The arbitrary and capricious standard is a "difficult one for the claimant to overcome." Nance v. Sun Life Assurance Co. of Canada, 294 F.3d 1263, 1269 (10th Cir. 2002); see also Davis v. Ky. Fin. Cos. Ret. Plan, 887 F.2d 689, 693 (6th Cir. 1989) (noting that "the arbitrary and capricious standard is the least demanding form of judicial review"). This standard, however, "does not require [the Court] merely to rubber stamp the administrator's decision." Jones v. Metropolitan Life Ins. Co., 385 F.3d 654, 661 (6th Cir. 2004) (citing McDonald v. Western-Southern Life Ins. Co., 347 F.3d 161, 172 (6th Cir. 2003)). Rather, under the arbitrary and capricious standard, a plan administrator's decision will not be deemed arbitrary and capricious so long as "it is possible to offer a reasoned explanation, based on the evidence, for a particular outcome." Davis, 887 F.2d at 693. A court must therefore "review the quantity and quality of the medical evidence and the opinions on both sides of the issues." Jones, 385 F.3d at 661. In other words, the Court will uphold a benefit determination unless it is not grounded on any reasonable basis. Nance, 294 F.3d at 1269; see also Yeager v. Reliance Standard Life Ins. Co., 88 F.3d 376, 381 (6th Cir. 1996) (stating that a benefit determination will be upheld if it is "rational in light of the plan's provisions.")
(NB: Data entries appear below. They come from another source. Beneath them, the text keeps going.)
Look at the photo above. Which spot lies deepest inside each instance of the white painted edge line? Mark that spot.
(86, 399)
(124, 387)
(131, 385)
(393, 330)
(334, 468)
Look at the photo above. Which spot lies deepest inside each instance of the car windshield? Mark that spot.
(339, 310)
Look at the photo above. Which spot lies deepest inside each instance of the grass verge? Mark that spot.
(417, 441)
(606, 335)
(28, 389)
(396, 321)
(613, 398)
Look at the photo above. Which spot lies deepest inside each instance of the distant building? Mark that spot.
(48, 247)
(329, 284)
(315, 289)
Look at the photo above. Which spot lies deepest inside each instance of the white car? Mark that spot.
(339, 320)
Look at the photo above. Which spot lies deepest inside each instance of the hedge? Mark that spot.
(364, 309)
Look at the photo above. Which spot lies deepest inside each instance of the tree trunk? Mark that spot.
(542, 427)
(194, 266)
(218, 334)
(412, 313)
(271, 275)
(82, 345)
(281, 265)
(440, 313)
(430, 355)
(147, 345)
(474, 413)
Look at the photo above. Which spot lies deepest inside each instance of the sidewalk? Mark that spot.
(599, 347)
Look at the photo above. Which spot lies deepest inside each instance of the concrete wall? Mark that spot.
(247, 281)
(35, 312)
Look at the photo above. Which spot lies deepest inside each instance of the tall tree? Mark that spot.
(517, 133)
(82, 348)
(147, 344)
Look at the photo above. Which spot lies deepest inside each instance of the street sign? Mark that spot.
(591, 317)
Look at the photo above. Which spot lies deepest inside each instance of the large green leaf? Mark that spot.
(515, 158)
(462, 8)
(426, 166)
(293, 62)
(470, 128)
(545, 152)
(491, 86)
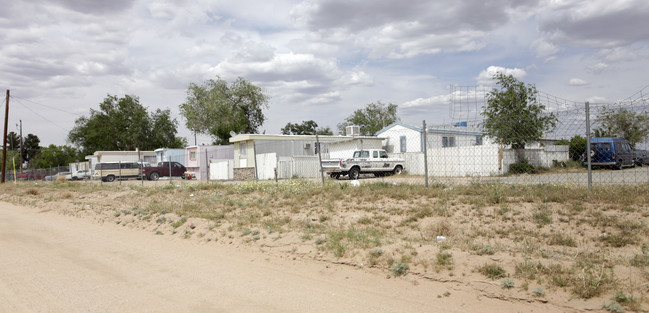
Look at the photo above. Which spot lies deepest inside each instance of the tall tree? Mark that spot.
(30, 147)
(372, 118)
(624, 123)
(163, 130)
(123, 124)
(217, 108)
(513, 114)
(13, 141)
(306, 128)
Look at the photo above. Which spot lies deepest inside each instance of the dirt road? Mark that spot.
(55, 263)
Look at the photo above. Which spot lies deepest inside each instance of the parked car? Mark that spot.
(611, 152)
(641, 157)
(57, 175)
(164, 169)
(368, 161)
(30, 175)
(110, 171)
(79, 175)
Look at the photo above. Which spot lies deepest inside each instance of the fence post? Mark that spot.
(425, 154)
(254, 151)
(207, 166)
(588, 160)
(317, 142)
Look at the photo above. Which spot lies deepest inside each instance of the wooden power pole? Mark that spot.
(4, 142)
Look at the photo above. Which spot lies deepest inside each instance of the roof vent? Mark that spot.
(353, 130)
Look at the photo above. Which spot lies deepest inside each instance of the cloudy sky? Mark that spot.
(317, 60)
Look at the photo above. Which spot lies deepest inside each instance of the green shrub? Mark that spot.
(493, 271)
(522, 167)
(400, 269)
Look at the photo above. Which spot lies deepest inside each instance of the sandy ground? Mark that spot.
(56, 263)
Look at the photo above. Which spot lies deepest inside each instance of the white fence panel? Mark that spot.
(221, 169)
(298, 167)
(266, 165)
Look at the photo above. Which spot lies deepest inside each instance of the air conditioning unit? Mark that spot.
(353, 130)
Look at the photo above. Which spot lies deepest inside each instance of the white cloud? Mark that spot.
(485, 78)
(544, 49)
(595, 23)
(577, 82)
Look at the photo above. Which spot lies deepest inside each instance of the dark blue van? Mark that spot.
(611, 152)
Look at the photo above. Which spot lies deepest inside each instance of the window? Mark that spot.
(606, 146)
(448, 141)
(242, 148)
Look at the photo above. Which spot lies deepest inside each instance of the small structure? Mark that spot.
(170, 155)
(265, 156)
(200, 161)
(404, 138)
(120, 156)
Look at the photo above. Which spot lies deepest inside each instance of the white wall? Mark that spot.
(299, 166)
(477, 160)
(413, 139)
(345, 150)
(266, 165)
(221, 169)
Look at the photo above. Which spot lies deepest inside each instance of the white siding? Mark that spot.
(395, 133)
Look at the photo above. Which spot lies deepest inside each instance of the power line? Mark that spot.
(51, 122)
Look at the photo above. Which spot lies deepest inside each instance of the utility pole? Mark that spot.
(21, 146)
(4, 142)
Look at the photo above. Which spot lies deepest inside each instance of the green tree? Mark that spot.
(576, 144)
(123, 124)
(623, 123)
(306, 128)
(372, 118)
(513, 114)
(53, 156)
(217, 108)
(13, 141)
(30, 148)
(163, 131)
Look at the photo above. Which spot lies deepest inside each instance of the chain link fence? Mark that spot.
(464, 152)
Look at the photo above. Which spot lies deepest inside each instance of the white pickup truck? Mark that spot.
(369, 161)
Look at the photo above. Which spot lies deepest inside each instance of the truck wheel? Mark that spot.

In evaluating the record, then, the Court is required to consider only the facts known to the plan administrator at the time the final decision was made to deny disability benefits. Moon v. Unum Provident Corp., 405 F.3d 373, 378 (6th Cir. 2005); see also Miller v. Metropolitan Life Ins. Co., 925 F.2d 979, 986 (6th Cir. 1991). The Court is also required to remain cognizant of the potential inherent conflict of interest that arises when an insurer such as that Unum acts as both the decision maker on a claim and the potential payor of that claim. Calvert, 409 F.3d at 292 ("[t]he `possible conflict of interest' inherent in this situation `should be taken into account as a factor in determining whether [Unum's] decision was arbitrary and capricious.'" (quoting Davis, 887 F.2d at 694).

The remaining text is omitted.